Historic site in Jones County, Iowa

The Anamosa State Penitentiary Cemetery, also known as the Iowa Men's Reformatory Cemetery or Boot Hill Cemetery, is located west of Anamosa, Iowa, United States. The first cemetery associated with the Iowa Men's Reformatory, now a penitentiary, was begun in 1876 at Prison Farm No. 1 or possibly at Farm No. 5. Its exact location is unknown. The graves are of those prisoners whose bodies were left unclaimed or were not taken to one of the state's medical colleges. They were buried in common graves that contained up to eight bodies. Tall limestone markers were placed at each grave and contained the prisoner's name and death date. They were moved here when this cemetery was established in 1914. Subsequent graves hold individual bodies, and are marked with shorter limestone markers with the prisoner's name, age, date of death, and sometimes their prison number. They are in three different styles. Two styles are upright stones, one with a triangular top and the other with a rounded top. They were used from 1914 to the 1940s.

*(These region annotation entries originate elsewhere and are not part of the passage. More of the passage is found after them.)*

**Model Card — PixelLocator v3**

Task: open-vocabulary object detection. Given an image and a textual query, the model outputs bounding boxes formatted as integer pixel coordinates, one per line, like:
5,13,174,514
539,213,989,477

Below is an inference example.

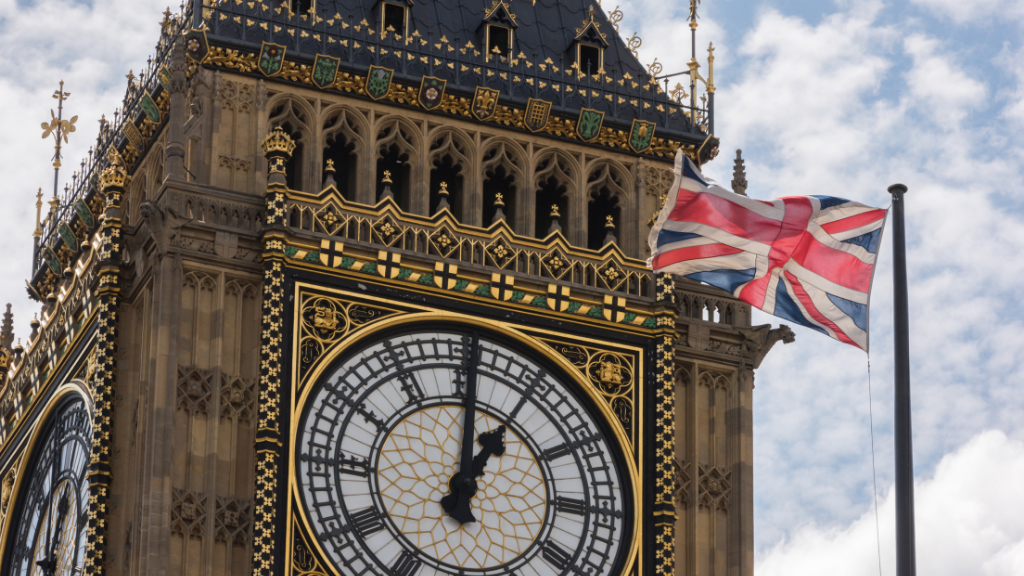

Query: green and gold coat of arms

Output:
473,86,498,120
419,76,447,110
366,66,394,100
311,54,341,89
522,98,551,132
630,120,654,153
577,108,604,142
257,42,287,76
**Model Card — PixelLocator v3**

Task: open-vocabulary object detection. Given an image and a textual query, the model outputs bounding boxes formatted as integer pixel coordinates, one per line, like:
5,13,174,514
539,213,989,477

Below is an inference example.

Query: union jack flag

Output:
650,153,888,351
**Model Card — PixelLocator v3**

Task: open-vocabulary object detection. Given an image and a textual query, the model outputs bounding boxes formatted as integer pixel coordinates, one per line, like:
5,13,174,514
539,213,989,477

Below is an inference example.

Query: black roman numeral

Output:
352,506,384,538
338,456,370,478
555,496,586,516
542,444,572,462
398,373,426,404
544,540,569,572
391,550,420,576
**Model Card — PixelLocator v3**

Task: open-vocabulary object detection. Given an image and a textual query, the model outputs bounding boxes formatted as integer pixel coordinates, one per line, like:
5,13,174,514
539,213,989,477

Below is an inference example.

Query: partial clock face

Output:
7,393,92,576
295,330,633,576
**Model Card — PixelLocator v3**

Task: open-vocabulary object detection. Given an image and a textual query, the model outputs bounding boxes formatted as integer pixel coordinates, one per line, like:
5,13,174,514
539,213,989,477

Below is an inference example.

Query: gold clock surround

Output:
285,282,643,576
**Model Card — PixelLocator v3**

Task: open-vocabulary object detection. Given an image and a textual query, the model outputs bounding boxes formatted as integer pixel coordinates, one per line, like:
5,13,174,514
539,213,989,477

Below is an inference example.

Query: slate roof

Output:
206,0,707,143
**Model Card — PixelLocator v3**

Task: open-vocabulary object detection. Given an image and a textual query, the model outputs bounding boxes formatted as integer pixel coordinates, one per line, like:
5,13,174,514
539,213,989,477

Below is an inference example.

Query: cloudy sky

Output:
0,0,1024,576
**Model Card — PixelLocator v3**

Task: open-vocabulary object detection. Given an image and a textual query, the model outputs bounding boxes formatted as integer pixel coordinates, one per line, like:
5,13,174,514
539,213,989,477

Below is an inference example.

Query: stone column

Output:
253,128,295,576
85,148,128,576
651,274,678,576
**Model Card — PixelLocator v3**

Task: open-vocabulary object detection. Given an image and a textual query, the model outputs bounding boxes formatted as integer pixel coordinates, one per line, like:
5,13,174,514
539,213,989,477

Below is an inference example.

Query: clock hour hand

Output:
441,426,505,524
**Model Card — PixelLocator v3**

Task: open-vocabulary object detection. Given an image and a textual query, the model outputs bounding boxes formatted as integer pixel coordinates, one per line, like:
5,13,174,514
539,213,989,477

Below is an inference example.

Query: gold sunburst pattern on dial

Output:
377,406,548,569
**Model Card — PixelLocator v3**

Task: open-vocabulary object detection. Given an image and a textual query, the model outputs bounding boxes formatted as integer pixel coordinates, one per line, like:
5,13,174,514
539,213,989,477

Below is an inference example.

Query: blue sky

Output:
0,0,1024,576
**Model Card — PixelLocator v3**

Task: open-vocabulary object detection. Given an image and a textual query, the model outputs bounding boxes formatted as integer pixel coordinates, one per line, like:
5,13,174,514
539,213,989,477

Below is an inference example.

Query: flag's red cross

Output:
654,189,885,345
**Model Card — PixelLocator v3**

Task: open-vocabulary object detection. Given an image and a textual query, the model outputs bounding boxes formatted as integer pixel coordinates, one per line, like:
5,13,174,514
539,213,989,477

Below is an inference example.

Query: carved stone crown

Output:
263,126,295,157
99,148,128,192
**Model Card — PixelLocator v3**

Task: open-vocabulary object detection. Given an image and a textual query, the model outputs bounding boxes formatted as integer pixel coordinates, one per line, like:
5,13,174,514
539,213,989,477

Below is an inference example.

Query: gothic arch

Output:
531,148,587,240
315,105,370,193
266,94,319,191
479,136,528,228
585,159,638,255
426,126,475,219
373,114,428,214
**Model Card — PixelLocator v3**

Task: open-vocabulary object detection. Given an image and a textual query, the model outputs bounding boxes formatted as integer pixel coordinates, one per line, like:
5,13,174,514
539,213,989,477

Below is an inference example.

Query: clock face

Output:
295,329,632,576
8,393,92,576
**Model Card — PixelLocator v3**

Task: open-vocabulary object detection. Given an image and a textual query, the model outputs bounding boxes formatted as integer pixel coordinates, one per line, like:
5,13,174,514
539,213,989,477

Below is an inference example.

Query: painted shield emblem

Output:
75,200,93,228
473,86,498,120
577,108,604,142
43,246,60,274
157,66,171,92
420,76,447,110
630,120,654,152
259,42,287,76
139,94,162,124
312,54,341,89
57,222,78,252
522,98,551,132
366,66,394,100
185,30,210,64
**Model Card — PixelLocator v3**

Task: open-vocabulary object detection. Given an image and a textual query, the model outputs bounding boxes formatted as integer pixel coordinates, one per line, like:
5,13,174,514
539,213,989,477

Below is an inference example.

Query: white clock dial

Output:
295,330,631,576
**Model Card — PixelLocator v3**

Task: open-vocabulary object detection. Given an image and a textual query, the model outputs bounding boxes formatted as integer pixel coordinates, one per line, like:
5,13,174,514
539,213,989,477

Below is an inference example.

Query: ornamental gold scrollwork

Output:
548,341,638,443
299,295,398,381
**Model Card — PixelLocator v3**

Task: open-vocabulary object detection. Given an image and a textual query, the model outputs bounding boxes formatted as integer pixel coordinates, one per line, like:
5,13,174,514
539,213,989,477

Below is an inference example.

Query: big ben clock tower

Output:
0,0,792,576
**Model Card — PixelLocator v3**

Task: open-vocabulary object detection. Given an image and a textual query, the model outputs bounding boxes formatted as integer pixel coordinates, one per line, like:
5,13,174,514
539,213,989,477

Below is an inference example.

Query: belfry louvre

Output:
0,0,792,576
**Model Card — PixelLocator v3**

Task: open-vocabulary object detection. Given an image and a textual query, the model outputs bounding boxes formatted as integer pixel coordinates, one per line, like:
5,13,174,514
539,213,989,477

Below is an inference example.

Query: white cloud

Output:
911,0,1024,24
756,430,1024,576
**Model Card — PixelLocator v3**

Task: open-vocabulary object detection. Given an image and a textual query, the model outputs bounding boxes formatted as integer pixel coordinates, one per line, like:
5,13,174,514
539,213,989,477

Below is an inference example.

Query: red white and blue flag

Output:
650,153,888,351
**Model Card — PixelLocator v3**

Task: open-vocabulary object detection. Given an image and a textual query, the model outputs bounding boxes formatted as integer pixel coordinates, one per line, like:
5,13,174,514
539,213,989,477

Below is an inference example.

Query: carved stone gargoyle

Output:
740,324,797,369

The third style of stone is a flat, horizontal marker that was used from the 1940s to the present.

The cemetery is a triangular piece of land located on Farm No. 1 with the graves arranged in rows at an angle. It is marked with an iron entrance gate with the words "Anamosa State Penitentiary Cemetery" across the top. It is surrounded by a white fence. The cemetery was listed as a historic site on the National Register of Historic Places in 1992.